In some ways, Steven's return to Merced was the beginning of another tragedy. He had lost any chance of a normal life, and in 1989, nearly 10 years after he came back, he was killed in a motorcycle crash.
"He told me he just gunned his bike through intersections without stopping... I think he was living with an awful lot of shame and disorientation and just didn't give a damn," Miller says. "He had this compulsion to prove he was a real man, so he got married and all that stuff. But he felt that his life was ruined and he was never going to get it back together."
Cary, when he felt the same way, always had a place to go.
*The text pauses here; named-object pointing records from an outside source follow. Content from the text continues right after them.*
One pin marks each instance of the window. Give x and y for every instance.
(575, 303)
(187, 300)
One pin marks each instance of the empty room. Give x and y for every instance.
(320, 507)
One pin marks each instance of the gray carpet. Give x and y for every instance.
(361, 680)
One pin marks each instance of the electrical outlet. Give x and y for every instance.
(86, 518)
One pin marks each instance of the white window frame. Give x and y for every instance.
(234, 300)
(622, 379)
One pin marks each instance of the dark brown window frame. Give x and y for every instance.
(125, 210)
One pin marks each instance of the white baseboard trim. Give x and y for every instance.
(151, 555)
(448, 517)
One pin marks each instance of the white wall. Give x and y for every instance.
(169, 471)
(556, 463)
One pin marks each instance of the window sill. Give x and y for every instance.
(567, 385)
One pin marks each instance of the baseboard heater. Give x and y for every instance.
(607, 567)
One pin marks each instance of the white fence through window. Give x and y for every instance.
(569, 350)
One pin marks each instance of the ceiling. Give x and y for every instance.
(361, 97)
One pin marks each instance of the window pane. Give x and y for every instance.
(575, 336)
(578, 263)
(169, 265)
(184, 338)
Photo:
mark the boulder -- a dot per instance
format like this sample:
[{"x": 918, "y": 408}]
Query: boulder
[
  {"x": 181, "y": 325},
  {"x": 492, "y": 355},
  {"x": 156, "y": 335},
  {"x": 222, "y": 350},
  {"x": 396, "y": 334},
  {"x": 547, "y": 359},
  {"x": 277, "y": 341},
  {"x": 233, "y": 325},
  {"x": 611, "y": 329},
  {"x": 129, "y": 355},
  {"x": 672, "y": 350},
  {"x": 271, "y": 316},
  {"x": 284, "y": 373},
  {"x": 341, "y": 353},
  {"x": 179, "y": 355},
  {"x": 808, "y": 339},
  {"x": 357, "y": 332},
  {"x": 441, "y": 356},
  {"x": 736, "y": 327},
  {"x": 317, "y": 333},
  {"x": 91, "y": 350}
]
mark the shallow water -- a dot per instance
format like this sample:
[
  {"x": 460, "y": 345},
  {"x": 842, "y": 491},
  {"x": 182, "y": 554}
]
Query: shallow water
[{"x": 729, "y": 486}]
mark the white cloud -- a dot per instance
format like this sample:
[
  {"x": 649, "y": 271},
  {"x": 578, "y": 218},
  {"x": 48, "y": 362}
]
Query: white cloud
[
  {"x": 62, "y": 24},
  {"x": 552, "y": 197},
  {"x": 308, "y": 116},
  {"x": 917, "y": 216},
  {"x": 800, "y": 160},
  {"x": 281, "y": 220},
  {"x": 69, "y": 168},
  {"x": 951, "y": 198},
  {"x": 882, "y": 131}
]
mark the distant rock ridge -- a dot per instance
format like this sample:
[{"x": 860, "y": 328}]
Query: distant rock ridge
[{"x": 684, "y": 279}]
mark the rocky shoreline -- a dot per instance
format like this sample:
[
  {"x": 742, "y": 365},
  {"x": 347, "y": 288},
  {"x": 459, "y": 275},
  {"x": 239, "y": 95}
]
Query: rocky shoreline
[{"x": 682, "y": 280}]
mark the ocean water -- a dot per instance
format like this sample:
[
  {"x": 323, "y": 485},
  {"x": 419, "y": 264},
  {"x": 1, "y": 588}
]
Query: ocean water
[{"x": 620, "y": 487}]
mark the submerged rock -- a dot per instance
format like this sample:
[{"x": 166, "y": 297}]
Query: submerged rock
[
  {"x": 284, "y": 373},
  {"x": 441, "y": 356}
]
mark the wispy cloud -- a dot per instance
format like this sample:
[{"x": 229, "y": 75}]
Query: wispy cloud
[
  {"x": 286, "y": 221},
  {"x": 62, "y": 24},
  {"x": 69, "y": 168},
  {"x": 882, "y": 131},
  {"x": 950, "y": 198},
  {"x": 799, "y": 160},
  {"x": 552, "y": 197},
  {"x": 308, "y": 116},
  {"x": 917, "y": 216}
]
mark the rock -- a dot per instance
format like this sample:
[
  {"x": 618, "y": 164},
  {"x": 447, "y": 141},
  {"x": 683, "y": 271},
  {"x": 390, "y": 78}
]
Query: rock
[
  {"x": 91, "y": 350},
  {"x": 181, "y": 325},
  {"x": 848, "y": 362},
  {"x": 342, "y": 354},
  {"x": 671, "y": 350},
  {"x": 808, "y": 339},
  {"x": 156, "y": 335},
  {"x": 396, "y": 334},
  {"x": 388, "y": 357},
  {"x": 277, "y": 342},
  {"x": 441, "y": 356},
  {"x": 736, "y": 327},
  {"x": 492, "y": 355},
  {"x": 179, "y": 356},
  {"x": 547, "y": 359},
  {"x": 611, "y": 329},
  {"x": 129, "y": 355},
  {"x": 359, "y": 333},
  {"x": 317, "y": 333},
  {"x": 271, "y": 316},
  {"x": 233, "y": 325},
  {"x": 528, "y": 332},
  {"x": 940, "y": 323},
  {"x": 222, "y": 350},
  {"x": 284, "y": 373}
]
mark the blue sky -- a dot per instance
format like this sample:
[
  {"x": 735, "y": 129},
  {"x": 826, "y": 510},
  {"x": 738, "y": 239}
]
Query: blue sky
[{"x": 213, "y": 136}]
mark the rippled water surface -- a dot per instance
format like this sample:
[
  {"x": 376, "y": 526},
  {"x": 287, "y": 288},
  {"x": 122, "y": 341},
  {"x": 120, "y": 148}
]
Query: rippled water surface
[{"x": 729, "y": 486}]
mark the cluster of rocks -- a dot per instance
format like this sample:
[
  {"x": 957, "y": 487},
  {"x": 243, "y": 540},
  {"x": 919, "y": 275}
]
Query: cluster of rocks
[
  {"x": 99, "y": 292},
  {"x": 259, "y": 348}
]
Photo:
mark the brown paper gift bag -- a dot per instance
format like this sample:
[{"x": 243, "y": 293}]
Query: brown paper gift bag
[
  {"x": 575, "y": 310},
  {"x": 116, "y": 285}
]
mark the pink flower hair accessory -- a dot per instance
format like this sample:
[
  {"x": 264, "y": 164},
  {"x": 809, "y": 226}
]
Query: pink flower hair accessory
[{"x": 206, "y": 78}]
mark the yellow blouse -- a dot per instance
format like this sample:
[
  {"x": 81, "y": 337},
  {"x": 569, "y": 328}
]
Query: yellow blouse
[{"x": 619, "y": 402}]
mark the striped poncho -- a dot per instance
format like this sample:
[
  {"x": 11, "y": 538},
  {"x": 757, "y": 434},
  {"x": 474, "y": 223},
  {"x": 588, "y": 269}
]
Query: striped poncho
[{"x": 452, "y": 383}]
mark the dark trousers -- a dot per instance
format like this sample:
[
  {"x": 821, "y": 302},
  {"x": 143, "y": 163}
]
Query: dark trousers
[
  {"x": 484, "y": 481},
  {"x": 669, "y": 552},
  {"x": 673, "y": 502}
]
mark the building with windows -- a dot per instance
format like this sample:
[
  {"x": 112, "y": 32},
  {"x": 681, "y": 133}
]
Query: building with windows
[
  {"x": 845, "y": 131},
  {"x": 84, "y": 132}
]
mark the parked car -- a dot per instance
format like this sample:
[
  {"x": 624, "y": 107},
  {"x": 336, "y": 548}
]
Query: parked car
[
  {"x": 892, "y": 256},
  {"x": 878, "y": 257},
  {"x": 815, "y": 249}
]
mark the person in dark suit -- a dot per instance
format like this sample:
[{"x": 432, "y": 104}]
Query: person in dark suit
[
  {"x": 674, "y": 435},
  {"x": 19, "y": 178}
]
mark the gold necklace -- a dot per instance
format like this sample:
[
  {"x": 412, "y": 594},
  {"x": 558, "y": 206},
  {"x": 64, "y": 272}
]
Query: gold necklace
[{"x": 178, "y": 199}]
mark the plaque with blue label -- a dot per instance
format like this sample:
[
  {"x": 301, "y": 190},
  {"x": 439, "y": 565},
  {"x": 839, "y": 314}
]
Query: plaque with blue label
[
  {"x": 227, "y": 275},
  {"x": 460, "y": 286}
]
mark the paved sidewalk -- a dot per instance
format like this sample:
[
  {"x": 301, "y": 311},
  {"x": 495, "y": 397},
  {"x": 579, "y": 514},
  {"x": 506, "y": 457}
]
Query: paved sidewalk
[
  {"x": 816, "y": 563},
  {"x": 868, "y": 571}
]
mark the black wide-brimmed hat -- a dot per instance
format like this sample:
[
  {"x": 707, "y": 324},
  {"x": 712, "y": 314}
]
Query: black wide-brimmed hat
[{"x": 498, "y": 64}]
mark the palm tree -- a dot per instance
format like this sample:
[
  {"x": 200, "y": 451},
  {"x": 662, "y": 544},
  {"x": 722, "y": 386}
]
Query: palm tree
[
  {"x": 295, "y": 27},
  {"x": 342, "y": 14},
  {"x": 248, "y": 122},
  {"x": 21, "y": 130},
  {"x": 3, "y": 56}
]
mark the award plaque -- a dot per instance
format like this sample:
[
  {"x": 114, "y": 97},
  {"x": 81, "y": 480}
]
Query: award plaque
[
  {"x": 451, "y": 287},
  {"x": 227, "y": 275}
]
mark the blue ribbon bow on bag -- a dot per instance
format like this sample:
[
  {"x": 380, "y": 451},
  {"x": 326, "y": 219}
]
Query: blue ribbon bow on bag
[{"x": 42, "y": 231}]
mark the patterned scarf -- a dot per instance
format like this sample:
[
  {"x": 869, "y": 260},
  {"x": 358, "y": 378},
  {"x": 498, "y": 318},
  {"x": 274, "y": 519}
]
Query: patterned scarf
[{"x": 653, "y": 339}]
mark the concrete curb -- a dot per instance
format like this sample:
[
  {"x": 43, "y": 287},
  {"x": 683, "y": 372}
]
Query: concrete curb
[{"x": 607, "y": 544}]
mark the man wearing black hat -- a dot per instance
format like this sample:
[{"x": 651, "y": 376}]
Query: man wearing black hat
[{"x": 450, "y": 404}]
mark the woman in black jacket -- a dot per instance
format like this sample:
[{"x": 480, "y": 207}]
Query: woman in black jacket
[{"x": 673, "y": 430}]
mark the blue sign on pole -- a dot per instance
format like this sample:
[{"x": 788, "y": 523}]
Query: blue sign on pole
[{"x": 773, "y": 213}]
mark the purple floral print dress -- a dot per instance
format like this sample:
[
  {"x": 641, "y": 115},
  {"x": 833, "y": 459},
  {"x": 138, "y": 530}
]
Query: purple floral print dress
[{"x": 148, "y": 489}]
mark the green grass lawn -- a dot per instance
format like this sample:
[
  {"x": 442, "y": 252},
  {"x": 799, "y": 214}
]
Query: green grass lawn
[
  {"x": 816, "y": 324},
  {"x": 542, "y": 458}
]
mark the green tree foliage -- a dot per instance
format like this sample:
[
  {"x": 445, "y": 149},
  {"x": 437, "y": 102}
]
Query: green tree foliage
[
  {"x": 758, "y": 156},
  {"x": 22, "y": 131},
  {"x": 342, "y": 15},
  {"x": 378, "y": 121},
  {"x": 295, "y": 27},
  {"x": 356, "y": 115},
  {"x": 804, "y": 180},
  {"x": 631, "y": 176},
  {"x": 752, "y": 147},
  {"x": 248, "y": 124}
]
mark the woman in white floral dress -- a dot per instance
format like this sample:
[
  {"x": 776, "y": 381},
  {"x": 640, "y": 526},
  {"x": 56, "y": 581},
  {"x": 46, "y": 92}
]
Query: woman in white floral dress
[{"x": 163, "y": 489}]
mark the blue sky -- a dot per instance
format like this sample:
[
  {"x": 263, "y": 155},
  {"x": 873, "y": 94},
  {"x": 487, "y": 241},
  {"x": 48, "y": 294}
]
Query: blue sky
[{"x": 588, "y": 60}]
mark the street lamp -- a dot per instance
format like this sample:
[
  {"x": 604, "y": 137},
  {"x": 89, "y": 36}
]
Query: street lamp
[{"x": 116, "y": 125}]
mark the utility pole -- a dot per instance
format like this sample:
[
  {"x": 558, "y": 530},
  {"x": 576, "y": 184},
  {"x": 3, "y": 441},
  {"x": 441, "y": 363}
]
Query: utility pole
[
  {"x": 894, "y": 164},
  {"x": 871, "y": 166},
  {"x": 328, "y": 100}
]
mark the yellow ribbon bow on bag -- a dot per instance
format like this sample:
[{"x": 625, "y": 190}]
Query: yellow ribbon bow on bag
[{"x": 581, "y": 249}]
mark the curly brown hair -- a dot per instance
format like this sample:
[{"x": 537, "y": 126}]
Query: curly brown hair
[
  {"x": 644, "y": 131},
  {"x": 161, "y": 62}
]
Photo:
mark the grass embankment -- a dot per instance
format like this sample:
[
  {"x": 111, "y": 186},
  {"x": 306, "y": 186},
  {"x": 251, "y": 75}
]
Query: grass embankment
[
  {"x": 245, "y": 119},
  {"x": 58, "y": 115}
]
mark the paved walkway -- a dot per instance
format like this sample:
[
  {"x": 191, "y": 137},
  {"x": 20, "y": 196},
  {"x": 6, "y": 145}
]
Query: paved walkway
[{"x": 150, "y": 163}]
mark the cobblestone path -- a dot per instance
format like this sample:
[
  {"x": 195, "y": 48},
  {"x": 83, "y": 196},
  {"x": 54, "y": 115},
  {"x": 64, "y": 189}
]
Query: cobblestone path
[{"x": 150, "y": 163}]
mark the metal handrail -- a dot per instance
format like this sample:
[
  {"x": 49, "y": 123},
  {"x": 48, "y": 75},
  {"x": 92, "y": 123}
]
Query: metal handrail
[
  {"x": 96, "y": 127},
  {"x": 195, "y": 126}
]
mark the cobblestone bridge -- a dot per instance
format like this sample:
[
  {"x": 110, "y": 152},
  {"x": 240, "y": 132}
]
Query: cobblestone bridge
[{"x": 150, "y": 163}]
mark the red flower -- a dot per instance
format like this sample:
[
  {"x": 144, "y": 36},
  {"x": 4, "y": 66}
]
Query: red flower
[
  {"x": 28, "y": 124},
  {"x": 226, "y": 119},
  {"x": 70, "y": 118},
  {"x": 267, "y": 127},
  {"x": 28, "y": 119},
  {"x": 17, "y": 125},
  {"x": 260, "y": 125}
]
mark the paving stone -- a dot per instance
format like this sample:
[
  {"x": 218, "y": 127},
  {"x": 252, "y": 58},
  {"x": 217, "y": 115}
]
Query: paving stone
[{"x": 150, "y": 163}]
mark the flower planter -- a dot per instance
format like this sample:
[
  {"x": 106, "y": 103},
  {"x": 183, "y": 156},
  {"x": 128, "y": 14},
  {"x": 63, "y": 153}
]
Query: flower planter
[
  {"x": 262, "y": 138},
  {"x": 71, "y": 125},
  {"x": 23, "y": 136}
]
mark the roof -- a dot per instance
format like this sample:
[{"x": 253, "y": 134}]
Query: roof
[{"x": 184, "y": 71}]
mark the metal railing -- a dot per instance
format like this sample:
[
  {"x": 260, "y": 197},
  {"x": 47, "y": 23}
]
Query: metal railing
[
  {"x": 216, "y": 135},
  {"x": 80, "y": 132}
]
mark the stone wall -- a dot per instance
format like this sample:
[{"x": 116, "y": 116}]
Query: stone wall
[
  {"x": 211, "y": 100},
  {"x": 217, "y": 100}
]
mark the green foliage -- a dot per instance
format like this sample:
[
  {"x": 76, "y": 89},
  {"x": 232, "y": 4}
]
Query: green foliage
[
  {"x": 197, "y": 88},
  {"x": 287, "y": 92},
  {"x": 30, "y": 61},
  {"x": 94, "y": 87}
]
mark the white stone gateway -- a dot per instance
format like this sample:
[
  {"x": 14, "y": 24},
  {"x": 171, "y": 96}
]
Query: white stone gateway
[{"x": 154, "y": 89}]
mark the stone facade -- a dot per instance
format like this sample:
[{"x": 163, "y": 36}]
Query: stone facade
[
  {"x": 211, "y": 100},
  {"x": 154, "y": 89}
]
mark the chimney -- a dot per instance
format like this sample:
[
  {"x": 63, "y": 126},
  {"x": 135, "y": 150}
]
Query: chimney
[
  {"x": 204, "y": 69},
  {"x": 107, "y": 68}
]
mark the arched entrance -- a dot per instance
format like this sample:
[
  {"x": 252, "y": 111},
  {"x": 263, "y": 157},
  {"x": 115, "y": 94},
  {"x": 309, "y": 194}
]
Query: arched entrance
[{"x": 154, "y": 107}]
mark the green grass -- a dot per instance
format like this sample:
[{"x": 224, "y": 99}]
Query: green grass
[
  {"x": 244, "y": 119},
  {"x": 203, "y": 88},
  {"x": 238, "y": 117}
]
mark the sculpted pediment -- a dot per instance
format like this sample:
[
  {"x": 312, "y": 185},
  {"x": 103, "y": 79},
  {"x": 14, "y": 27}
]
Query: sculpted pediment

Merced calls itself the Gateway to Yosemite, and from the time he was a teen, that was his escape. He and his cousin Ronnie Jones would fish, hike and explore caves. "He never had a steady girlfriend," Jones says, "but I know he had sex with girls, and he'd always doodle in his notepad and make these naked women." Jones remembers something odd, though, about Stayner's reaction to women who didn't live in his notepad world. "We'd go swimming up there, pull up and see a bunch of women swimming naked, and I was down that hill pulling my clothes off, and Cary was hanging back. I'd have to say, Come on, what are you doing?"
Ronald Turco, a homicide detective and psychiatrist in Oregon, says such reticence fits the profile. A serial killer often feels "a profound sense of rejection, usually along maternal lines," and creates a fantasy world in which he has complete control of the fantasy. "If he'd jumped in with those women, he'd not have had control. On equal terms, he can't cut it. On a date, for instance. It doesn't fulfill the fantasy of control."
The FBI, which has not done its finest work in the case, got blistered by critics last week for dismissing Stayner as a suspect and blithely announcing that men already in custody on unrelated charges were responsible for the Sund-Pelosso murders. A few weeks after that announcement, Joie Armstrong was dead, Cary Stayner was in jail, and the feds were finally connecting the dots.
Their next task will be helping local officials study a decade's worth of unsolved murders and disappearances to assess Stayner's possible involvement. Atop the list will be the murder of Jesse ("Jerry") Stayner, shot with his own gun in 1990 while his nephew Cary was living under the same roof.
"The only reason I could figure him doing it is if our uncle knew something about him," said Ronnie Jones.
Such as?
"That he had maybe killed someone else."